For, speaking to those who cherish faith in the All-Righteous and All-Loving God as the only hope for the regeneration of mankind, we cannot shut our eyes to the fact that where faith in Christ fades, faith in God has a tendency to become vague and dim. He ceases to be thought of as a Friend and Help at hand: He is resolved into a Creator infinitely distant or into a Law, immovable, inexorable, a blind, unconscious Fate. It is Christ Who gives life to the thought of God. It is the Word made Flesh that makes the Eternal Word more real. The attempt of the Deists to purify religion by the preaching of a God who had not revealed Himself, and could not reveal Himself, in a Son, came to nothing. Voltaire's chapel at Ferney still stands, but nobody worships in it. Religion seemed to slumber: belief in God seemed to be decaying, when the preaching of the name and the work of Christ again aroused it into life. And so it is now. Whatever the ability, whatever the sincerity of the advocates of belief in God without reference to Christ, it lacks motive-power, it lacks the missionary spirit. If we may judge by the past, Theism without Christ is a faith which will not spread, which will not lay hold on the labouring and the heavy laden: which may be maintained as a theory, but which will not be as a fire in the souls of men diffusing itself by kindling other souls.
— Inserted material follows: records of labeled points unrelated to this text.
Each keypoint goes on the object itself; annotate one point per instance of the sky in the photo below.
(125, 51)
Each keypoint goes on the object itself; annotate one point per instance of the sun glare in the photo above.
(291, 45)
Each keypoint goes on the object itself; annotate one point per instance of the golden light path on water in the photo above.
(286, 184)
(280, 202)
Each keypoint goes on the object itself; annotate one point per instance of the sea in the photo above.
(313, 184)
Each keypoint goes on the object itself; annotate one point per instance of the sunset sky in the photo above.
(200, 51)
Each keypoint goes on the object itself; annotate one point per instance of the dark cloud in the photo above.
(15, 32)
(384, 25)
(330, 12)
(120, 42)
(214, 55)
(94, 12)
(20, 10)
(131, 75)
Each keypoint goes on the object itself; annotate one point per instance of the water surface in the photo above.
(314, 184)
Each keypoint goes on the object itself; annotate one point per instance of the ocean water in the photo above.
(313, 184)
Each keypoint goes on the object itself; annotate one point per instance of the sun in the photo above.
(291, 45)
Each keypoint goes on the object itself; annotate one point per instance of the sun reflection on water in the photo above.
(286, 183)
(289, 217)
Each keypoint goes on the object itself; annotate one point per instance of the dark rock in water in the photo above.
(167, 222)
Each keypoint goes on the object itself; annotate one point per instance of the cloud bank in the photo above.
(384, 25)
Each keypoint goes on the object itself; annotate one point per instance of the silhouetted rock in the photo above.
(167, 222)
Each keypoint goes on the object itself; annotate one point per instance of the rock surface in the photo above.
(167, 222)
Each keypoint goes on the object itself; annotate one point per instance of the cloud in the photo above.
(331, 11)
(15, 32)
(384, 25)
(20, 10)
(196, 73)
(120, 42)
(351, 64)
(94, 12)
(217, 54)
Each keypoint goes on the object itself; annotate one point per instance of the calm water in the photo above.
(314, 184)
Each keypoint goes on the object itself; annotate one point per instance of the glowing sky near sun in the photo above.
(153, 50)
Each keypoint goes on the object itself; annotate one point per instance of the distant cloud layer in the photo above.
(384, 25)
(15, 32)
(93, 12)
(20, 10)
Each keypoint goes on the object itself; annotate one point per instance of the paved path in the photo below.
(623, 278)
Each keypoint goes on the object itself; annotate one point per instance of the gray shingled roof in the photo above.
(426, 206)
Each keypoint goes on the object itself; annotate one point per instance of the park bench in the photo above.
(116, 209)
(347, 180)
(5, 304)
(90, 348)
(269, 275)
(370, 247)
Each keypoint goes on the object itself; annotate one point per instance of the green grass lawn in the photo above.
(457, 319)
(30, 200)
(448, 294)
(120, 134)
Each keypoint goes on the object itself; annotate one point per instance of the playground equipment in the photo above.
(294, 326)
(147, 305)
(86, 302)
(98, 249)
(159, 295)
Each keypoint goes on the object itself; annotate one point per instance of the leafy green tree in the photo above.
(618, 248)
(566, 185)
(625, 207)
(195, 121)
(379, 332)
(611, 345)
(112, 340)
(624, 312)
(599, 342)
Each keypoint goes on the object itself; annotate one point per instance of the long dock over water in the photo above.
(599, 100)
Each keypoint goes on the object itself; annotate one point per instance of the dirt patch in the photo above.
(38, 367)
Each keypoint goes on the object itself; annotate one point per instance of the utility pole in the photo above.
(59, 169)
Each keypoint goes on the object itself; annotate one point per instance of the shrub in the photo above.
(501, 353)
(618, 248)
It is from Christ alone, from Christ the manifestation of what God is in Heart and Mind, from Christ the manifestation of what man ought to be, from Christ Who said, 'In My Father's house are many mansions: he that hath seen Me hath seen the Father,' that there comes with an authority to which, in face of the difficulties besetting the present and the future, the human soul will bow, with a soothing power to which the human spirit will gladly yield—it is from Christ alone that there comes the Divine injunction, 'Let not your heart be troubled, ye believe in God, believe also in Me.' It is as He is clearly seen and truly known that the clouds of error and superstition vanish from the Face of God, and men are drawn to worship and to trust.

[[1]] Longfellow, Song of Hiawatha.

[[2]] Keble, Christian Year.

[[3]] Bishop Gore, The Christian Creed.